Breathalyzers provide a more accurate instantaneous reading of someone’s intoxication during a traffic stop. Transdermal sensors, on the other hand, provide a more nuanced understanding of a person’s entire drinking event. Breathalyzers do not capture how much a person drank, how quickly they drank, and how long alcohol remained in their body, but the other method captures them all.
When Three Drinks are not the Same as Three Drinks
This study also demonstrated a finding about intoxication that was very intuitive: when a person becomes intoxicated by consuming the same amount of alcohol on two different days, that person is more likely to suffer negative consequences on the day that they became more intoxicated.

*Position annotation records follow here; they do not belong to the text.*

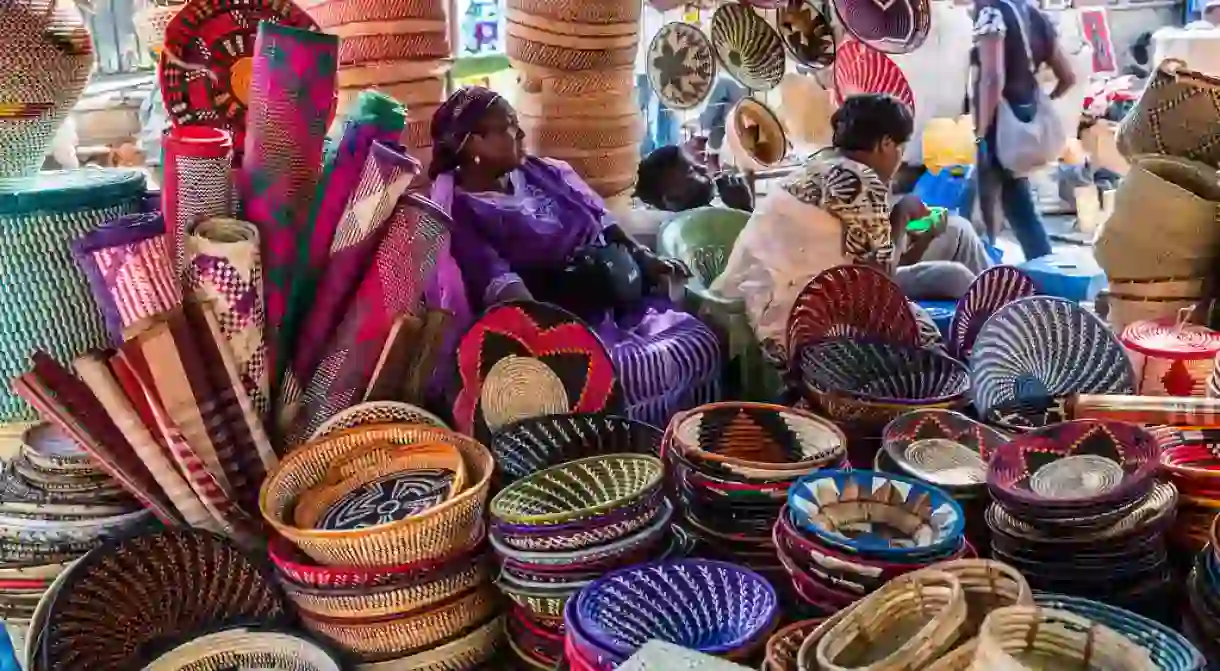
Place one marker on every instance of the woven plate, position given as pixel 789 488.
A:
pixel 807 33
pixel 888 26
pixel 859 68
pixel 1075 462
pixel 681 65
pixel 880 514
pixel 710 606
pixel 523 360
pixel 532 444
pixel 991 290
pixel 850 301
pixel 242 648
pixel 127 594
pixel 1036 350
pixel 577 489
pixel 941 447
pixel 206 64
pixel 748 48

In other words, if a person had six drinks on Friday and six equivalent drinks on Saturday, then he would be more likely to experience consequences if his peak intoxication was higher on one of those days. Peak intoxication can be influenced by several factors, including how quickly a person has been drinking alcohol and what they have eaten recently.
“Alcohol misuse causes problems ranging from the annoyance of a mild hangover to the tragedy of premature death,” said Russell. “This research is one step on a journey toward using technology to limit the harm that alcohol can cause.”
Robert Turrisi, professor of biobehavioral health at Penn State, and Joshua Smyth, distinguished professor of biobehavioral health and medicine at Penn State, contributed to this research and publication.
The research was funded by the National Institute on Drug Abuse and the Department of Biobehavioral Health.